それがお姉ちゃん以外の誰かから褒められるなんて、思っていなかった。
「……はい。それで、乃愛さんが会長と話しているのを見て。共通の話題が見つかって、嬉しかったんです」
顔は見えないけれど、声色で恥ずかしそうにしているのがわかる。
器用とか不器用とか、そういうのを超越したところにいると思っていたけれど。意外に静玖は不器用なのかもしれない。
思わず笑った。
「な、なんで笑うんですか?」
「ご、ごめん。なんか、可愛いなって思って」
「かわっ……!?」
「静玖の新しい一面が知れて、よかったよ。……ほら、私たちも会長にたくさん褒められるように、頑張ろう?」
「は、はい!」
初対面の時は、やばいストーカーの人かと思っていたけれど、静玖は思っていたより普通の人だ。
……お姉ちゃんガチ勢なのは確かだろうけど。
私はくすりと笑って、彼女と一緒にゴミ拾いを始めた。
街の清掃ボランティアというのも、どうやら生徒会の仕事の一つらしく。
お姉ちゃんがいつも忙しそうにしているのは、生徒会の仕事が多岐に渡るせいなんだろうな、と思う。
私は静玖と二人でゴミを拾いながら、お姉ちゃんは今どうしているかと考える。
お姉ちゃんがいる場所はわかりやすい。
周りにいつもファンの人たちが集まっているから。だけど、今はファンの人たちの姿もないから、遠くにいるのかな、と思う。
「乃愛さんは、何か趣味とかあるんですか?」
不意に、静玖が言う。
「んー……。趣味ってほどじゃないけど、料理は好きだよ。たまに智友にお弁当とか作るし」
「すごいです! 私、お料理はほとんどしなくて……」
「あ、じゃあ今度お料理教室でも開こうか? 簡単な料理くらいなら教えられるよ」
「ぜひ! 楽しみにしてます!」
お姉ちゃんのことさえなければ、静玖は常識的というか、普通だ。
智友とも割とすぐに仲良くなったし、すごいと思う。智友はあれで結構警戒心が強くて、人と仲良くするのに時間がかかるタイプなのだ。
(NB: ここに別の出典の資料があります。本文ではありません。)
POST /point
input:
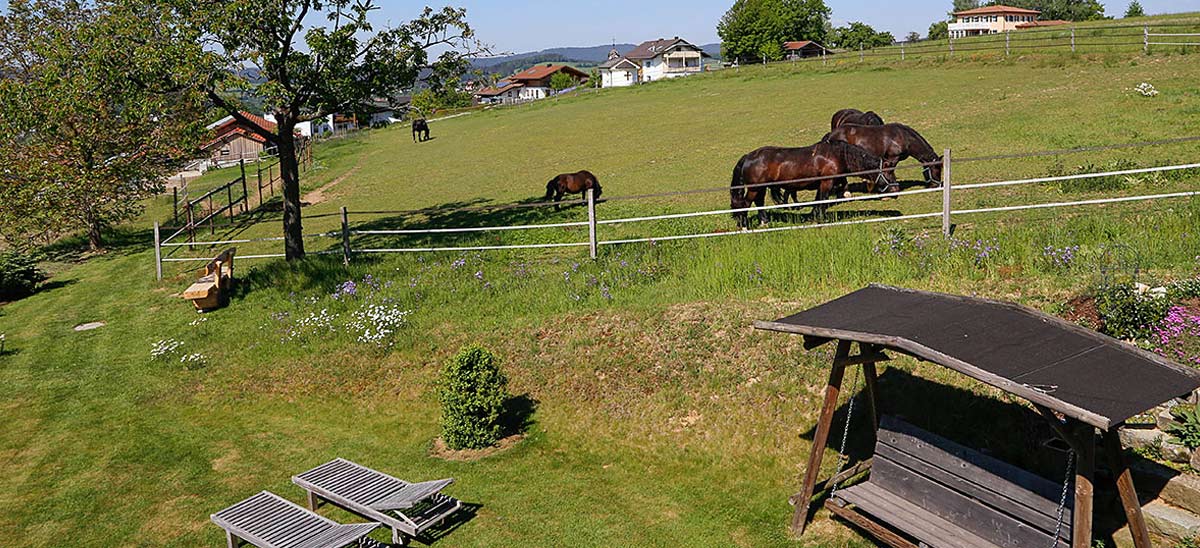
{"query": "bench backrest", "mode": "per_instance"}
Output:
(995, 500)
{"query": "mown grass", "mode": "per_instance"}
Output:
(661, 419)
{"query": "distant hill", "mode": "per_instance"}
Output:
(585, 56)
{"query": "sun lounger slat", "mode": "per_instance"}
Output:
(406, 507)
(268, 521)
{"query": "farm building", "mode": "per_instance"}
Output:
(531, 84)
(233, 140)
(654, 60)
(804, 48)
(990, 20)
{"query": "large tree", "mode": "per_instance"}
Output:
(756, 29)
(99, 107)
(316, 70)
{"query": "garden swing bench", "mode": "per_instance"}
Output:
(927, 491)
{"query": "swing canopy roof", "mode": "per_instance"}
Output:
(1048, 361)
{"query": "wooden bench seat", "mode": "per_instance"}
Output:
(947, 495)
(211, 289)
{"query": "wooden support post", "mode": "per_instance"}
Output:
(947, 227)
(346, 236)
(592, 222)
(820, 438)
(1085, 491)
(1126, 489)
(157, 252)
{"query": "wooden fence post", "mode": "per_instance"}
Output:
(346, 236)
(157, 253)
(947, 228)
(592, 222)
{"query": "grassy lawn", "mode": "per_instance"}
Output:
(661, 417)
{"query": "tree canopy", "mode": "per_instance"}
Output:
(313, 71)
(757, 29)
(99, 108)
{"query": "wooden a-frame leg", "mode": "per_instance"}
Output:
(1126, 489)
(801, 518)
(1085, 491)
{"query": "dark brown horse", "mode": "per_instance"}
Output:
(420, 130)
(853, 115)
(828, 161)
(894, 143)
(573, 184)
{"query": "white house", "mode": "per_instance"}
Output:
(654, 60)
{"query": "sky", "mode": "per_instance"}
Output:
(531, 25)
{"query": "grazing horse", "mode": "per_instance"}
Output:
(420, 130)
(894, 143)
(573, 184)
(828, 161)
(851, 115)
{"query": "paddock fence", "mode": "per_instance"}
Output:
(1151, 37)
(342, 241)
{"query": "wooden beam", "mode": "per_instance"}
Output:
(1085, 492)
(876, 530)
(801, 518)
(1126, 489)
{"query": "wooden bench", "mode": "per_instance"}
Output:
(947, 495)
(213, 288)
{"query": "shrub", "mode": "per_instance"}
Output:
(473, 391)
(1128, 313)
(19, 276)
(1186, 431)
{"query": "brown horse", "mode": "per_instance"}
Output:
(420, 130)
(852, 115)
(894, 143)
(828, 161)
(573, 184)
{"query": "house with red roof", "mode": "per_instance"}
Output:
(991, 20)
(234, 140)
(531, 84)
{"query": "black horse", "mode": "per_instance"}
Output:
(894, 143)
(573, 184)
(821, 167)
(851, 115)
(420, 130)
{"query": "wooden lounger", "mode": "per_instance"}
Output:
(408, 509)
(268, 521)
(213, 288)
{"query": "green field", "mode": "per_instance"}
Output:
(661, 419)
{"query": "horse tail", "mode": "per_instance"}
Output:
(738, 194)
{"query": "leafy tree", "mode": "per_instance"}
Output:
(473, 391)
(562, 80)
(311, 72)
(753, 29)
(940, 30)
(859, 35)
(99, 106)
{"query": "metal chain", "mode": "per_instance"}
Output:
(1062, 501)
(845, 433)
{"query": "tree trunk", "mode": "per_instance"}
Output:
(289, 172)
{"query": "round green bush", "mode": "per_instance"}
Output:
(19, 276)
(473, 391)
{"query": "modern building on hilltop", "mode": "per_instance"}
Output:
(531, 84)
(993, 20)
(654, 60)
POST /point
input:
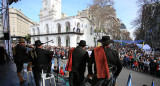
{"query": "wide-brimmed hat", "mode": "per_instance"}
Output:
(82, 43)
(21, 40)
(38, 43)
(105, 39)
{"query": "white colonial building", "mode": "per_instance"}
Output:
(65, 31)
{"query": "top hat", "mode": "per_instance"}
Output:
(105, 39)
(21, 40)
(38, 43)
(82, 43)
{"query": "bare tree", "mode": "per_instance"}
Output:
(138, 22)
(104, 18)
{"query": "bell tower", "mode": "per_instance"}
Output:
(51, 9)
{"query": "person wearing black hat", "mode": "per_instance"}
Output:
(40, 61)
(107, 64)
(76, 65)
(20, 54)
智友の警戒心が強いのは、昔色々あったせいなんだろうけど。
やっぱり静玖は、次期生徒会長の器なのかもしれない。
そうなったら、会長を応援する会は静玖を応援する会になるんだろうか。だとしたらちょっと、おかしい。
「そろそろ、集合場所に一旦戻りましょうか」
いっぱいになったゴミ袋を見て、静玖が言う。
私は頷いた。
「……そういえば。静玖って、いつも今日みたいに会長のこと応援してるの?」
「はい! それはもう、朝も昼も夜も!」
「す、すごい熱意だね……」
静玖と肩を並べて歩いていると、ふと、辺りが騒がしいことに気が付く。
声がする方を見ると、人だかりができていた。
お姉ちゃんは身長が高いから、人がたくさん集まっていても埋もれない。いつもと同じように、にこやかな笑みでファンと交流をしているようだった。
「……でも、会長も嬉しいだろうね。静玖に応援されたら、きっと頑張ろうって気持ちになると思うよ」
「そ、そうですかね……?」
「うん。いいと思うよ、そういうの」
「乃愛さんって……」
その時、お姉ちゃんと目が合う。
かなり離れているのに、よく私に気づいたな、と思っていると、右足が浮くのを感じた。
「危ない!」
静玖の声が聞こえる。
どうやら、側溝の蓋が壊れていたらしい。バランスを崩した私は、衝撃に備えて目を瞑る。
しかし、待っても体に衝撃が走ることはなかった。
何か、柔らかいものが私を止めたからだ。
見れば、静玖が私を抱き止めていた。